While I won’t make a definitive call at this stage, the Saratov-theory does make sense, and the fire which sport a number of secondary explosions also seem to fit a fire aboard a munitions vessel. A munitions-handling accident would also not be unheard of as a wartime fire-starter.
Notable is that some port structures, possibly including oil storage on the quay and/or nearby cranes, also seem to have suffered damage. As did at least one of two Ropuchas which successfully sped out from the port during the fire. These are reportedly the Black Sea Fleet-vessels Tsezar Kunikov and Novocherkassk – being true youngsters among the Russian amphibious ships in having been commissioned only in 1986 and 1987 respectively – of which the Kunikov had a quite sizeable fire visible on deck while leaving Berdyansk. This might turn out to be relatively minor damage if it is a case of burning debris having been flung away by the hot air and explosions on the Saratov(?) and then landed on the vessel, though as a rule of thumb you don’t want open flames on a vessel. The status of Novocherkassk is more unclear, but some damage looks likely here as well.

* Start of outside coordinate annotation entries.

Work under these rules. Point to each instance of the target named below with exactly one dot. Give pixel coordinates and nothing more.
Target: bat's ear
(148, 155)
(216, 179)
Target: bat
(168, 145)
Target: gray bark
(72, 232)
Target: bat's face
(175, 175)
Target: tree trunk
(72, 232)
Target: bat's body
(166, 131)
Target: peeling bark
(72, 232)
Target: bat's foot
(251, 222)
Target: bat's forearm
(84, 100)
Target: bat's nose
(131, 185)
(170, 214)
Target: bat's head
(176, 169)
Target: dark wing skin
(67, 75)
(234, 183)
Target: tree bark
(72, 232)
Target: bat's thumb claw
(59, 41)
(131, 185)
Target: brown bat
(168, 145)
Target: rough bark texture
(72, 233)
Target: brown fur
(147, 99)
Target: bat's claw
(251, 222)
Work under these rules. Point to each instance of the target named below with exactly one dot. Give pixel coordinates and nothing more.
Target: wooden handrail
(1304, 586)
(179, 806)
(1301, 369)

The impact on the war is likely to be modest. If there is half a battalion, especially a fresh elite unit such as naval infantry, now running around without munitions that is obviously bad, especially as Russia so far seem to struggle with their logistics flows even when they aren’t interrupted by massive fires. The loss of the vessel is likely to be felt in the long-run for a country that has seen a total of two LSTs built in the last 30 years, and it will impact the ability to project power in the long run (the Tapir and Ropucha have been regulars on the Syria-run, shipping equipment to Syria to help Assad and the Russian expeditionary forces there). It won’t, however, directly affect the war for the time being as the concentration of six LSTs from the Northern and Baltic Fleets to the Black Sea means Russia should be able to cover the shortfall for now, and the amphibious threat to Odesa remains unchanged. If the port is damaged that is more of a headache for the continued operations against Mariupol and to the north from there, but the extent to which Russia had planned on using Berdyansk as a logistics node is unclear.

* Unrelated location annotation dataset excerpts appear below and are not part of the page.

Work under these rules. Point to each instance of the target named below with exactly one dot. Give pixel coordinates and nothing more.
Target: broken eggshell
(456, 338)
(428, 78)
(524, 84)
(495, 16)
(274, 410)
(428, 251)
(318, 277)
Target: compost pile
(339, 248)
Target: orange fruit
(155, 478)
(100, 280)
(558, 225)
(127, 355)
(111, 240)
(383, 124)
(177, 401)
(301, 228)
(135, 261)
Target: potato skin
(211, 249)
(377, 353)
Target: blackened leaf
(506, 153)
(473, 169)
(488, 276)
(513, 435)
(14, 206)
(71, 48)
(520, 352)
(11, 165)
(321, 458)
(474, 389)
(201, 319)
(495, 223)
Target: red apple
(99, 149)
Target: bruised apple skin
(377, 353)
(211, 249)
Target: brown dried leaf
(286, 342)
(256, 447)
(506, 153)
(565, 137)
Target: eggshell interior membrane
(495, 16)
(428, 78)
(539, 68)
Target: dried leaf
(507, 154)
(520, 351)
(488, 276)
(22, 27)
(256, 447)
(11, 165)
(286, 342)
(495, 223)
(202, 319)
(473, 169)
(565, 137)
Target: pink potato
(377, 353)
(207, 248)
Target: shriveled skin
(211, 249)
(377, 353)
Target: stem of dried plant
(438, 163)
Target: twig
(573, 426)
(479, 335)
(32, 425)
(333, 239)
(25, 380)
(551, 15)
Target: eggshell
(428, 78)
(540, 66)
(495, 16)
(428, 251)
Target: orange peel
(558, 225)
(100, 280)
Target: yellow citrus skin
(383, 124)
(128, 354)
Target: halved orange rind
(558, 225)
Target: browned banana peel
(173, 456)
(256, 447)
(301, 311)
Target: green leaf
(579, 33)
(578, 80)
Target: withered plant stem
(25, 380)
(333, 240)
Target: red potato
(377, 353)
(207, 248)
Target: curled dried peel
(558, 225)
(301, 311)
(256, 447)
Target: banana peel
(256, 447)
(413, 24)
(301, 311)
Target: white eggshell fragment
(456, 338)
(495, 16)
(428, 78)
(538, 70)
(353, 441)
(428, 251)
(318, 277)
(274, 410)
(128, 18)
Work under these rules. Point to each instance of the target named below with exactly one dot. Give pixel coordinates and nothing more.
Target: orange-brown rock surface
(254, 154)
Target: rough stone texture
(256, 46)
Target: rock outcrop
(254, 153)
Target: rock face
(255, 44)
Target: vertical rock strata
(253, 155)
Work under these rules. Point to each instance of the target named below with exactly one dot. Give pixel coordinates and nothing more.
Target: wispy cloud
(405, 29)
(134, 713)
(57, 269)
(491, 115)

An interesting detail is that the earlier video of the Orsk unloading the BTR-82s showed them being hoisted over the side instead of driven off, a procedure that takes significantly longer compared to just rolling out through the bow doors. While it is true that the bow ramp of the vessel is low compared to many larger ro/ro-vessels and as such may not fit the facilities in the port, the low draught of the vessel means that there should be a number of secondary locations available for it to use, one of which you’d imagine would have a ramp that fits. The BTR-82 is also amphibious, so it should even have been possible to let them leave the vessel some ways away from shore and ‘swim’ the last part – something that is regularly seen practised on exercises. If the Russians simply aren’t in a hurry to get the vehicles into combat that would be one thing, but most indications are that there is indeed pressure from the top to get the stalled offensives moving again. Considering that the scene doesn’t show the sense of urgency that is to be expected, but rather it once again seems like ineptitude on behalf of the Russian armed forces.